Didier Richert, the head of property risks at Stellant, pointed out that risk perception does not differ much from the reality of catastrophic losses in France.

He quoted data from CCR, France’s state-owned reinsurer, which shows that 57% of all nat cat insured losses in the country come from floods, and 34%, from droughts. It is estimated that nat cat events cause annual damages in France of between €10bn and €13bn a year, of which between  €1.35bn and  €1.65bn are absorbed by the insurance and reinsurance markets.

The survey also reveals that public opinion in France seems to be on the side of those who believe climate change is making the situation worse.

A total of 77% of those surveyed said that nat cat risks are on the rise in the country. One out of every three thinks this will hit their own regions more than five years from now, and 42% in just two to five years. A significant minority (14%) believe their region will be affected by more intense nat cat events in less than a year.

Some 89% of those surveyed expressed fears that their regions would see a higher number of nat cat losses at some point.

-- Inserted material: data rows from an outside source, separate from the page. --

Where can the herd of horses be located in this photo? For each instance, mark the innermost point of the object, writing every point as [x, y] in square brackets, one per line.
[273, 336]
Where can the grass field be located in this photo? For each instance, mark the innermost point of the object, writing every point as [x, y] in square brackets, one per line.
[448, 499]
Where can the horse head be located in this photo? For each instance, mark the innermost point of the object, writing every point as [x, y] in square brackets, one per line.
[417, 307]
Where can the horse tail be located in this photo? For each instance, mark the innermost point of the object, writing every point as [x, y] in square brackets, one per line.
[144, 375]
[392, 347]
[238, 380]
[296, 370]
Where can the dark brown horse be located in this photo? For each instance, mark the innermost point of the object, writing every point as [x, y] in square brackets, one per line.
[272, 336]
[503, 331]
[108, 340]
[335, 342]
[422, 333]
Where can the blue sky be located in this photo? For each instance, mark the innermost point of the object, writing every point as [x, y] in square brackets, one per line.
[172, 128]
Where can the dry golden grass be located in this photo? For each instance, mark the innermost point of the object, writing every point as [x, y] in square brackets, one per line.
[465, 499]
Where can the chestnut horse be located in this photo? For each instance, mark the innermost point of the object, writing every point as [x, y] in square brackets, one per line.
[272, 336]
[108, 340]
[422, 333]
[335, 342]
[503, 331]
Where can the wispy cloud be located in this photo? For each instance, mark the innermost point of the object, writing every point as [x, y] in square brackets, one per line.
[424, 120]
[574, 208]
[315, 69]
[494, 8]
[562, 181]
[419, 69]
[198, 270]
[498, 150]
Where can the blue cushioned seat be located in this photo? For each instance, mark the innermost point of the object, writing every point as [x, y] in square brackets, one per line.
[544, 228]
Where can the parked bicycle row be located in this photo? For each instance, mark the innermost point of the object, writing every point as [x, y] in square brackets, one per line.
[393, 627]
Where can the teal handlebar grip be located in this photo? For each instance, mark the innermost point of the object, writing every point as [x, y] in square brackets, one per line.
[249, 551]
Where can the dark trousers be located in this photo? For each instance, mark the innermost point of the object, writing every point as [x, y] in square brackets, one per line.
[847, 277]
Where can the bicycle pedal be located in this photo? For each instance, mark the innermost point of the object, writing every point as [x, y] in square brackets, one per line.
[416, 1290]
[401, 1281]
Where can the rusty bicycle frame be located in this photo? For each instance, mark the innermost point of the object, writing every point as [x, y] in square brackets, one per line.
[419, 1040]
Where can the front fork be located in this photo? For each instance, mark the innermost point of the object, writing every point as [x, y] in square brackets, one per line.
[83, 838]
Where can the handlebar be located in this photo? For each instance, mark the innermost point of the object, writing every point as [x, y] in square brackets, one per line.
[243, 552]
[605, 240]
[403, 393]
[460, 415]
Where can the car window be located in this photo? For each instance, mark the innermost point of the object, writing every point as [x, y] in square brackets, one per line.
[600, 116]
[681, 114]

The pessimism may be explained by a recent increase in the reach of nat cat events across France. The number of local jurisdictions declaring a state of natural catastrophe emergency increased from 1,000 to 3,000 over the past three years, Mr Richert observed.

The survey is released as discussions are mounting about the need to revamp the French nat cat regime, which includes a reinsurance pool managed by CCR.

However, the survey seeds doubts on whether the French population will be amenable to taking on a higher financial burden to increase coverage levels. No less than 72% of the 1006 people surveyed said that they are not prepared to pay higher premiums for their home insurance in order to obtain extended nat cat protection.